As a restaurateur, you find that a venue has some magic dust that makes it a great venue. I can sense a great restaurant before I’ve even received a menu, its strange but I’m sure that most experienced and successful restaurateurs will tell you the same thing about that intangible magic dust you just sense in the atmosphere of great places. It doesn’t have to be the most expensive or smartest restaurant, the magic can happen anywhere…
What is your most interesting experience of Great British Menu?
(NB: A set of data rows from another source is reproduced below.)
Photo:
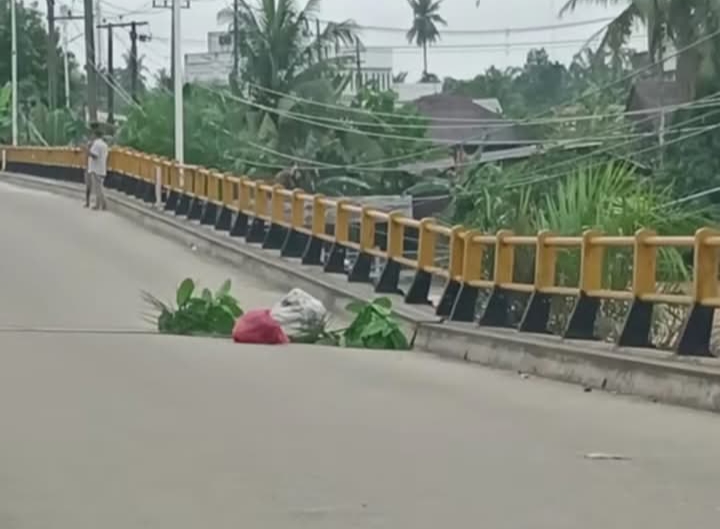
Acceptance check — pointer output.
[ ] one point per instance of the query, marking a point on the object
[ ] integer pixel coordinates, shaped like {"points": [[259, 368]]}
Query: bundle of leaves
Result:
{"points": [[374, 327], [206, 314]]}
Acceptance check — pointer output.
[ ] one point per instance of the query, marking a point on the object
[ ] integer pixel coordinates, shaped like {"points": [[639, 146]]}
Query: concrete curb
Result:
{"points": [[663, 377]]}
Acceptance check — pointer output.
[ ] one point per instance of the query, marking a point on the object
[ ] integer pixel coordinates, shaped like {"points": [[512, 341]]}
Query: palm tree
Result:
{"points": [[424, 30], [682, 22], [279, 47]]}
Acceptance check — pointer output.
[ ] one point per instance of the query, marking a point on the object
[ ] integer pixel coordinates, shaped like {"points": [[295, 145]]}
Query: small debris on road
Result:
{"points": [[599, 456]]}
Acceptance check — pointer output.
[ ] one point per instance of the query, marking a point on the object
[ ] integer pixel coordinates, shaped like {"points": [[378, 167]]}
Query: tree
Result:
{"points": [[682, 22], [281, 51], [424, 30], [33, 41]]}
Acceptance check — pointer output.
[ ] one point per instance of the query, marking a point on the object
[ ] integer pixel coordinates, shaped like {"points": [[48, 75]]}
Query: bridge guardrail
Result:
{"points": [[276, 218]]}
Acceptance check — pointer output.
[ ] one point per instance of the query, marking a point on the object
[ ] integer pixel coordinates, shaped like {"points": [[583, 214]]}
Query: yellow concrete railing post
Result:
{"points": [[638, 322], [696, 334], [581, 325], [427, 242], [497, 307], [537, 312]]}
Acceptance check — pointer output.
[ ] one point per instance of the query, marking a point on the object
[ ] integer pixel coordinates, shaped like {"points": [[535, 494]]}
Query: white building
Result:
{"points": [[213, 66], [376, 66]]}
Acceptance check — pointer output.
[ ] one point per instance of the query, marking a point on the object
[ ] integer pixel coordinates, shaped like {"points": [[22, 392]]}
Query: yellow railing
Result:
{"points": [[296, 223]]}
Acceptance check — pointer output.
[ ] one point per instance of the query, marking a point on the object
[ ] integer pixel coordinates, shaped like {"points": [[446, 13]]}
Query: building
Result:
{"points": [[458, 121], [652, 103], [215, 65]]}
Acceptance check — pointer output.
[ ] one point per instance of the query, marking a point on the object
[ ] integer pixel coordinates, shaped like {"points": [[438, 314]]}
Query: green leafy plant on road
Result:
{"points": [[197, 312], [374, 327]]}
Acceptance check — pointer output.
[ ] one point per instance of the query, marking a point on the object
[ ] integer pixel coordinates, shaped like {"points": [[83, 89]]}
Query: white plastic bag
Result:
{"points": [[299, 314]]}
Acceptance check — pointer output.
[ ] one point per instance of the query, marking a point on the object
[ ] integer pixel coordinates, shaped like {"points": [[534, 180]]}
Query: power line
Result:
{"points": [[343, 126]]}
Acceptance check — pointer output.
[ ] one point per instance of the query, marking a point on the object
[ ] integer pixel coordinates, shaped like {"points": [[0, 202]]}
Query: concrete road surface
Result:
{"points": [[114, 430]]}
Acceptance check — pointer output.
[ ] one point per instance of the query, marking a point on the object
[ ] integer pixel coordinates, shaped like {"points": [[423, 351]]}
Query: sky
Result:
{"points": [[458, 54]]}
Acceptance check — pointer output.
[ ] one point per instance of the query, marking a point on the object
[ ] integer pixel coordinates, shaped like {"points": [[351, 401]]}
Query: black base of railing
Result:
{"points": [[149, 192], [537, 314], [294, 244], [389, 279], [361, 269], [240, 226], [197, 205], [420, 289], [256, 233], [447, 301], [275, 237], [638, 322], [459, 302], [183, 206], [335, 263], [581, 325], [172, 200], [224, 219], [497, 309], [138, 189], [697, 332], [465, 304], [313, 252], [209, 214]]}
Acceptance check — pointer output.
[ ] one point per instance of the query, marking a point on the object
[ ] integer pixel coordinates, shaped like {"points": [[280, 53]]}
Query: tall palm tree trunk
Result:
{"points": [[425, 59]]}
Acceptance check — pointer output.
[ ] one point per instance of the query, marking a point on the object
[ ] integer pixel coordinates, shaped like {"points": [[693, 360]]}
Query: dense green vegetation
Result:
{"points": [[286, 106]]}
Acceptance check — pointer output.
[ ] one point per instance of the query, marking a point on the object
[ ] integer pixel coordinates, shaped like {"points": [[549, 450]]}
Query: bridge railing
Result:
{"points": [[323, 231]]}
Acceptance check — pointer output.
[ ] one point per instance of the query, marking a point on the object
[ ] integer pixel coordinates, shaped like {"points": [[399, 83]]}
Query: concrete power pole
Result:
{"points": [[65, 16], [178, 86], [169, 4], [98, 35], [236, 46], [133, 60], [52, 56], [133, 25], [13, 53]]}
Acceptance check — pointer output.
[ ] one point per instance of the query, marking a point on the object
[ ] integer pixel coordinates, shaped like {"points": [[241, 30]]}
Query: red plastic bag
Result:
{"points": [[257, 326]]}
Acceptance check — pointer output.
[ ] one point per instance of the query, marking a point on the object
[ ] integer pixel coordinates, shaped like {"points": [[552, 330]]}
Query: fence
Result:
{"points": [[276, 218]]}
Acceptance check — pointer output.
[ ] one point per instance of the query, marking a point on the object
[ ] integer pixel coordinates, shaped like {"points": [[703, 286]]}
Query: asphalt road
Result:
{"points": [[101, 428]]}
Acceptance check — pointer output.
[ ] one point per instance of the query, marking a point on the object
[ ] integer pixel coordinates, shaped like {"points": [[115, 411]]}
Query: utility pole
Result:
{"points": [[13, 53], [65, 16], [66, 65], [169, 4], [133, 25], [236, 45], [178, 85], [358, 64], [90, 60], [111, 77], [98, 34], [52, 55], [133, 60]]}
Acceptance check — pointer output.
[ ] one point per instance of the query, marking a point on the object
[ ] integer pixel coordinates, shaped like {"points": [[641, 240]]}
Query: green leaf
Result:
{"points": [[383, 302], [376, 327], [355, 307], [399, 341], [224, 290], [185, 291]]}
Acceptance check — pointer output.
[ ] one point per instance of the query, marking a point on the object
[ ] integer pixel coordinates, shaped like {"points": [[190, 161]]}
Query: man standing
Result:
{"points": [[97, 166]]}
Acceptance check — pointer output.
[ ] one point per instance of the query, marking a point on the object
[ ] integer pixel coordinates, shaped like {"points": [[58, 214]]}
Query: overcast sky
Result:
{"points": [[501, 49]]}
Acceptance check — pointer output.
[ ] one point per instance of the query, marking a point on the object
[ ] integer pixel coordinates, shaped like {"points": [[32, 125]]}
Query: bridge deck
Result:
{"points": [[123, 430]]}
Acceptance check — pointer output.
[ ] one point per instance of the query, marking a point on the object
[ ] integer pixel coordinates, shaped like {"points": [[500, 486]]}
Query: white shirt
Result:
{"points": [[97, 163]]}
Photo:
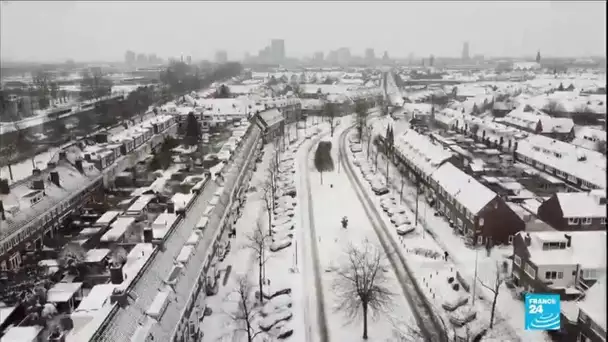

One chef, who burnt his fish, tried to get his manager to persuade the BBC to reshoot the show. (This was quite some time ago) The chef didn’t realize that yes, while it was television and things could theoretically be shot again, it was actually a competition.
I’ve learned a lot about myself through the show; to start with I was very nervous and lacking in self confidence but as the shows went on I learned that actually I had been around accumulating experience for a while and was pretty well qualified to be doing the job which in turn actually gave me a confidence boost.
We thought it would be a one-off show, but it has done so well and I think deservedly so! The show has maybe helped bring to the attention of the rural community the need for artisan quality products for this type of restaurant market.
From a competing chef’s point of view, I struggle to understand anyone who rocks up for a TV show without having practiced the life out of their expected repertoire for the show. Why wouldn’t you? You’d be surprised but unprepared chefs do happen, perhaps typically the type of chef that is so busy making ends meet that they just don’t have time to put into Great British Menu preparation. On the other side of the coin, the show has transformed businesses for chefs that would otherwise be struggling.
What do you think of the restaurant business?
On the whole it’s a tough old business, a close knit community, and even where chefs are competitive they are turn out in support of each other, precisely because they appreciate how tough it is and that in a way they’re all on the same ship together!